Says Sergeant Stryker to Wes Dabney:
"We didn't put a gun to [the US Army's] head and force you to buy a clay pigeon. Yeah, we got the A-10 and it's your best friend."

Uhh, no, USAF didn't put the gun to the Army's head. Congress did, in 1947 (Sarge, check your Course 6 materials). They made it against the law for the Army to fly fixed-wing aircraft. The Air Force doesn't want to fly them, either, they aren't glamorous enough. Warthogs will see combat only when the AF is dragged to do so, kicking and screaming. That's why some of them are available in the States to be demonstrated as a next-generation platform for fighting forest fires. So the Army is compelled to try to shoehorn vulnerable helicopters into air support, a role for which they aren't well suited.

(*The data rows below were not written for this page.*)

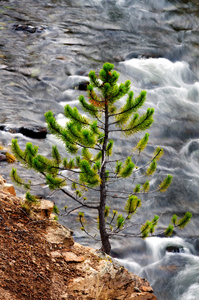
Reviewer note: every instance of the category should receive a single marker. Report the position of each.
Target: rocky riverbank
(40, 260)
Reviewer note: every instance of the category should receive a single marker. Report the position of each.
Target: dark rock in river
(28, 28)
(174, 249)
(35, 132)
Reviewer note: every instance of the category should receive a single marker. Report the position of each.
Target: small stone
(72, 257)
(8, 188)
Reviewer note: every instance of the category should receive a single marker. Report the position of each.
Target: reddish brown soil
(26, 268)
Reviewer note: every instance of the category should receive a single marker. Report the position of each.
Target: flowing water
(155, 45)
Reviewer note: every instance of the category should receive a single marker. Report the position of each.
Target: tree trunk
(106, 246)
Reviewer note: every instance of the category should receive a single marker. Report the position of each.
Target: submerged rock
(174, 249)
(28, 28)
(34, 132)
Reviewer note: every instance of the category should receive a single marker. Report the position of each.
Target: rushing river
(154, 44)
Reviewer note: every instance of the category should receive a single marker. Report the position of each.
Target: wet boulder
(28, 28)
(34, 132)
(174, 249)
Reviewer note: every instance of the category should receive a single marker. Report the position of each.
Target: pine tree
(91, 140)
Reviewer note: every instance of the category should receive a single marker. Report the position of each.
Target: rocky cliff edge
(40, 260)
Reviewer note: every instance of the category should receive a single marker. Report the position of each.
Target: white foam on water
(160, 71)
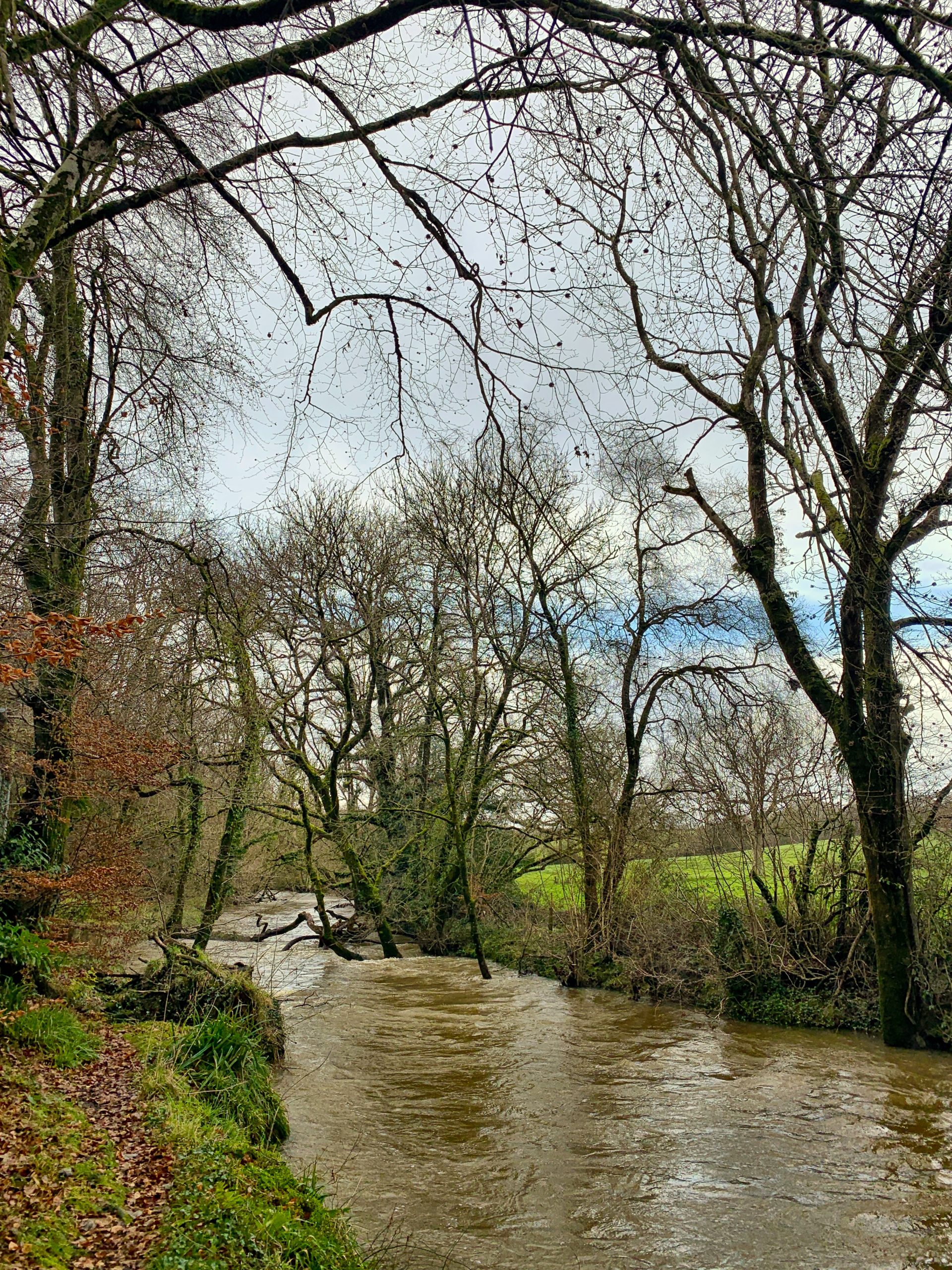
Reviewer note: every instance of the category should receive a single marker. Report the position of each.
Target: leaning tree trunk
(192, 840)
(62, 448)
(367, 898)
(233, 840)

Helicopters are too easy to bring down; the Army's investments in armor, stealth, and survivability chase diminishing returns, hence "clay pigeon."

The Sarge continues:
"Perhaps your Generals could do some of that General shit and acquire some A-10's of your own. The Air Force has been claiming for years that we don't need them anymore, so maybe your guys can put the squeeze on somebody and get them from us."
That would require an amendment to the National Security Act of 1947, to allow the Army to fly fixed-wing for close air support.

I don't claim that idea as my own (maybe I should, read the comments on Wes's post), but I would support it, if only for the value of countering the hubris of the zipper-suited sun gods.